Zur damaligen Zeit konnten Ärzte gleichzeitig Kliniker und praktisch niedergelassene Ärzte sein. So gründete der Urgroßvater im Haus Ecke Viehauser Berg/Propsteistraße 1920 die Praxis. Sohn Paul übernahm sie und führte sie weiter bis 1970. Das Evangelische Krankenhaus hatte inzwischen eine Wandlung durchgemacht: 1942 war es Reserve-Lazarett und wurde später Medizinische Klinik, unter Leitung von Prof. Heyme. Dr. Paul Behrendt (Sohn) erinnert sich: „Wir waren zugleich auch Knappschafts-Ärzte, mussten mit einfahren“. Es habe damals eine dramatische Operation unter Tage gegeben: „Der Bergmann war vom herabstürzenden Gestein eingeklemmt, sein Bein musste amputiert werden“. Die Rettungsaktion habe 48 Stunden gedauert.

Es gab auch noch keinen Notdienst für die Bevölkerung, wie heute - „man musste jede Nacht raus“, sagt Dr. Paul Behrendt. Er selbst hat als Kind in Werden die Heckerschule besucht, wurde von Vater Paul und Mutter Anneliese dann aber nach Bayern ins Internat geschickt, wo er unter anderem auch die Fotografie erlernte, was ihm, wie er sagt, „heute noch zugute kommt“.

„Die Jahre von 2004 bis 2006 waren unsere schönste Zeit“

Selbstredend studierte er dann Medizin, in Freiburg. Als die Essener Uni gegründet wurde, kam er heim, machte hier 1966 sein Staatsexamen und promovierte bei Prof. Mellin. Als Vater Paul starb, übernahm der Sohn die verwaiste Praxis, zog mit ihr auf die Heckstraße Nr. 6, von dort 2005 „am Nikolaustag“ in die Hufergasse 24. „Die Jahre von 2004 bis 2006 waren unsere schönste Zeit“, sagen Paul und Stefan Behrendt wie aus einem Mund.

Und warum nicht länger?
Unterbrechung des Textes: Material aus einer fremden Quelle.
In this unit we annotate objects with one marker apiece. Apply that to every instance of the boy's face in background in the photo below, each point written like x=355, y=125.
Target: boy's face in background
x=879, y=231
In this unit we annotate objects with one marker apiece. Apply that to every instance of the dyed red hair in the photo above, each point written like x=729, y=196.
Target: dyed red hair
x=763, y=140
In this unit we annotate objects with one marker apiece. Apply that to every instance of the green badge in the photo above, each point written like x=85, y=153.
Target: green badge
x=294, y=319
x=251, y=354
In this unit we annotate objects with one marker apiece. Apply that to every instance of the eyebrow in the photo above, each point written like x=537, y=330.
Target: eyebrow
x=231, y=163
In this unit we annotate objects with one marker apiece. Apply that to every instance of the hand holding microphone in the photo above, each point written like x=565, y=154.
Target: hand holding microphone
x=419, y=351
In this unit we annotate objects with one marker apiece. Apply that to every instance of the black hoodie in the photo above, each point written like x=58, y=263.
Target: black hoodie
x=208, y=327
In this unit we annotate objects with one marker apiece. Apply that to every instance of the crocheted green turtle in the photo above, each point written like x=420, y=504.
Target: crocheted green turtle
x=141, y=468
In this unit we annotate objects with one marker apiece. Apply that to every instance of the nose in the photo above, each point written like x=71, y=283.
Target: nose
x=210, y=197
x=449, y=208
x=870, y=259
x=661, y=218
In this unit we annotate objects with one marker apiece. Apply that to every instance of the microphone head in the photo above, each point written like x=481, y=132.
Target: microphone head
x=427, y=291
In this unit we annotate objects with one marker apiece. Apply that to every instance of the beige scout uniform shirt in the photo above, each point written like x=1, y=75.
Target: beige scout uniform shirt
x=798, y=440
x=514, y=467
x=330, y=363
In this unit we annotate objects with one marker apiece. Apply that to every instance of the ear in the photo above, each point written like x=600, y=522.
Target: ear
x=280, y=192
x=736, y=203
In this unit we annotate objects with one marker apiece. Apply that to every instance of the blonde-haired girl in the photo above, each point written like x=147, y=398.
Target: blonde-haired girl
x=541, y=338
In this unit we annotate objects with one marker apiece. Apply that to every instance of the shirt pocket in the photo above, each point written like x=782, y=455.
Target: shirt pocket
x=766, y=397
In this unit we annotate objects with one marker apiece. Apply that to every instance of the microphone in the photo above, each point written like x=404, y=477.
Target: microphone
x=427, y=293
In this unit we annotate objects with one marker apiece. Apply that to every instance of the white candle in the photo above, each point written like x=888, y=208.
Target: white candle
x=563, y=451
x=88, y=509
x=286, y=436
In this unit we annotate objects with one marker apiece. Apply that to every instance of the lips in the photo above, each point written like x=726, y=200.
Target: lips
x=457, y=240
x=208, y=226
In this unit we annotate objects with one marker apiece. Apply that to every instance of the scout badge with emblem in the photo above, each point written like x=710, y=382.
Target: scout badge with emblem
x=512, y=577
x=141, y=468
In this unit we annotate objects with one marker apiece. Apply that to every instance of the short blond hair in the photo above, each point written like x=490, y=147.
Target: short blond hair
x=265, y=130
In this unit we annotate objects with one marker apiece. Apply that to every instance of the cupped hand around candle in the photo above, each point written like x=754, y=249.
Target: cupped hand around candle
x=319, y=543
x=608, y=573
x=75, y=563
Da lachen beide: „Nach gesetzlicher Regelung muss ein niedergelassener Arzt mit 68 Jahren aufhören, wegen der Krankenkassen-Zulassung“. Aber da ist ja noch Frau Doris und das Verlagshaus Woeste in Kettwig. Alljährlich bringt Paul Behrendt, der sich auch als Schriftsteller in der Heimat-Geschichte einen Namen gemacht hat, einen großformatigen Kalender heraus, mit Fotos von Kettwig, Werden und Umgebung, die sich sehen lassen können. Aus seiner Heimatliebe spricht allenthalben noch sein Freund und Patient Jan Bart.

Lange rätselten Verwandte, wer von den Söhnen Dirk, Jörg und Stefan die Familientradition fortsetzen werde. Es ist der Jüngste, Stefan, bei dem auch die Liebe des Uropas zu den Pferden wieder durchgekommen ist: Stefan ist Reiter, Turnier-Arzt des Lintorfer Reit- und Fahrvereins – und er hat bereits für die fünfte Generation gesorgt.

Töchterchen Hannah ist 18 Monate alt. Seine Ehefrau Christiane lernte Stefan sozusagen „durch die Fensterscheibe“ kennen: Beim Blick aus der Praxis auf die Hufergasse sah er unten eine junge Dame entlang gehen. Es war Liebe auf den ersten, zweiten und dritten Blick.